On reading and stitching together.
A circle is an enchanted space, especially a circle of people. Something special happens: a synchronization of blinks, a gradual attunement to each other’s rhythms, and a shared responsiveness. I have had the joy of sitting in many such circles—to read, to listen, to talk about the moon, and lately, to embroider.
STITCHING MOONLIGHT
“There was a HUGE rat in the house that winter—it must have been seven years ago, just before my husband passed,” said Christine. When her rat-chase story ended, another embroiderer shared her own pest encounter, followed by a woman who reflected on losing her husband. The story grew around the circle. We stitched and shared, sometimes laughing, sometimes quiet with private grief.
This circle was in Settle, a small town in northern UK. That rainy morning, ten women drove from distant villages to attend our Chader Buri Nakshi Kantha workshop. We drank tea with milk, embroidered shosthir shingho spirals, and talked for hours. Round and round, from the inside outward, the spiral pattern formed like a good conversation—circling in, drawing everything together.
At one o’clock, the community dissolved as participants put away their embroidery and drove home for lunch. Yet, silently, we had agreed to be available to each other—for stitching tips, pest-control advice, or grief support. This is the instantaneous nature of community. As Esther Perel reminds us, “The quality of your life is dictated by the quality of your relationships.” The same applies to the quality of our communities and how we give to them.
On our Chader Buri story-prompt UK tour, we invited people to create stories with us, using kantha motifs and embroidering new symbols of their own. The prompt has two sides: black for a moonless night, white for a full-moon night. The original tale is less a story than a beginning—an invitation to spin a new one. Everywhere we went, we began, “On a moonless night, Chader Buri was looking out at the world, and what did she see?…” Participants responded, and together we created new worlds in the air. Invention takes courage; co-invention, vulnerability.

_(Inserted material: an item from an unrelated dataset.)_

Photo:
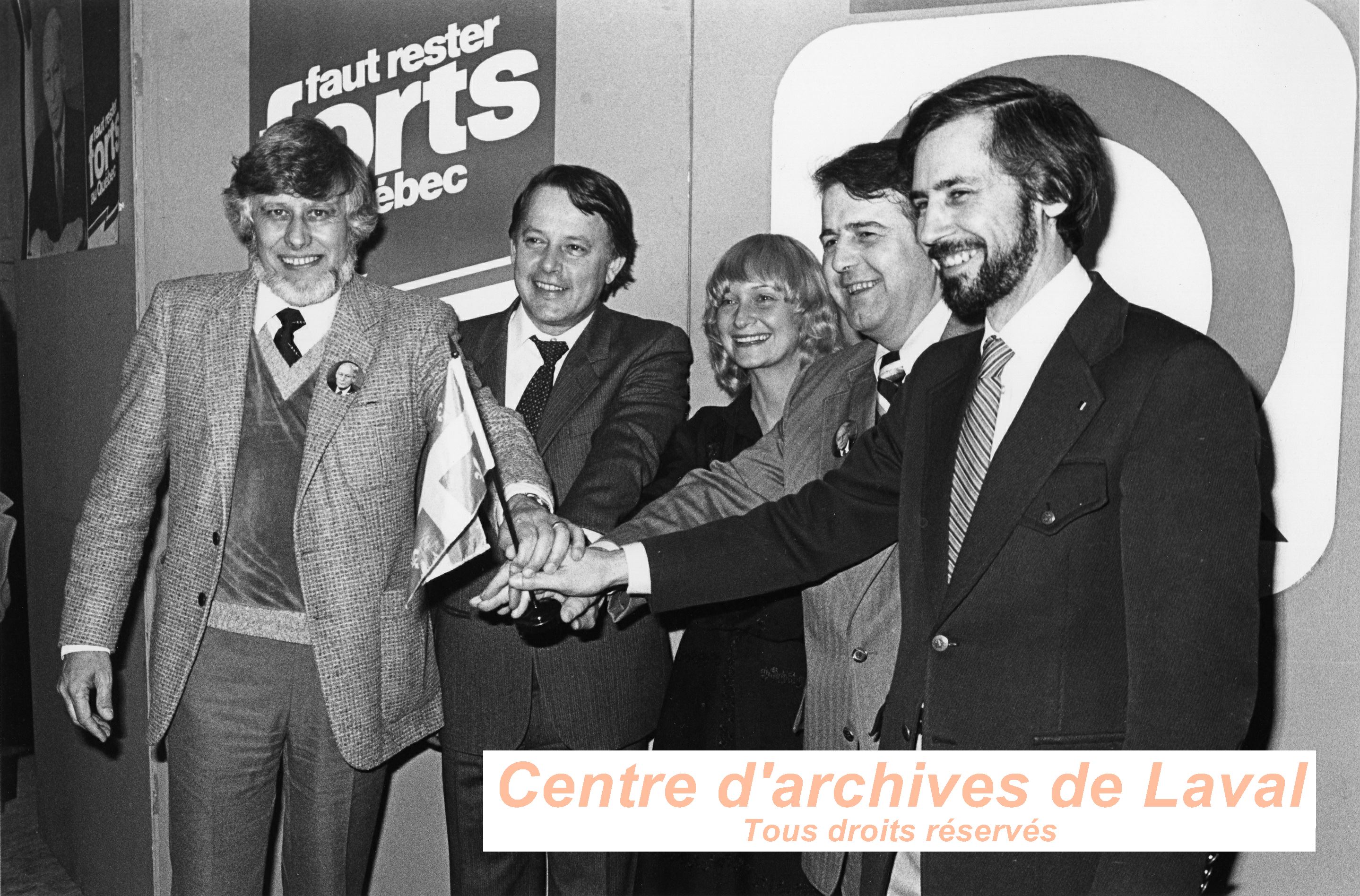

As Chader Buri looks out at the world today, she may see more discord than cohesion. Earlier in September, I watched a lunar eclipse with a small group of people, with whom I am now forever connected. For a few hours, we watched the moon vanish into shadow and re-emerge, agreeing to spend the night in shared silence under the sky. Contemplating the ancestral granny on the moon, I began rethinking the kind of world I want to live in: on what agreements do I organize, and with whom do I come together?
Audre Lorde wrote, “Without community, there is no liberation… but community must not mean a shedding of our differences, nor the pathetic pretense that these differences do not exist.” She warned against the isolation of individualism. The nationalist vision of citizenship is a pragmatic arrangement to sustain divide-and-rule. Lorde urges us to come together across acknowledged differences, toward a greater whole. Our differences should foster cohesion, not division.
THE SMALL PINK CIRCLE
For five years, I have been reading together with others. Reading is usually solitary—the way you are reading this text now is unique to you. Reading together is an act of compromise, an acknowledgment of infinite points of view.
The Sister Library community is porous: old and young, religious and ambiguous, male, female, non-binary, students, dropouts, entrepreneurs, academics. All sorts come—and often not even in the library. We gather to read, rethink characters, ask questions, and create. For five years, people have entered, left, and returned without obligation. Once is enough and lasting.
Communities need no permission to form. They are discreet, organic ways of coming together. Many remain invisible—taboo, hidden networks of support among like-minded or like-desiring people. Others seek visibility, banding together to occupy space as a collective mass.
For me, community rests on two pillars: freedom of movement and availability. You give what you can. The structure varies, but belonging is enduring while presence is a choice. For many, a community is a chosen family. In the quiet acts of stitching or reading together, we agree to be alone together, to check in and share, to look each other in the eye, at the same level, and to say, “we are in this, together.”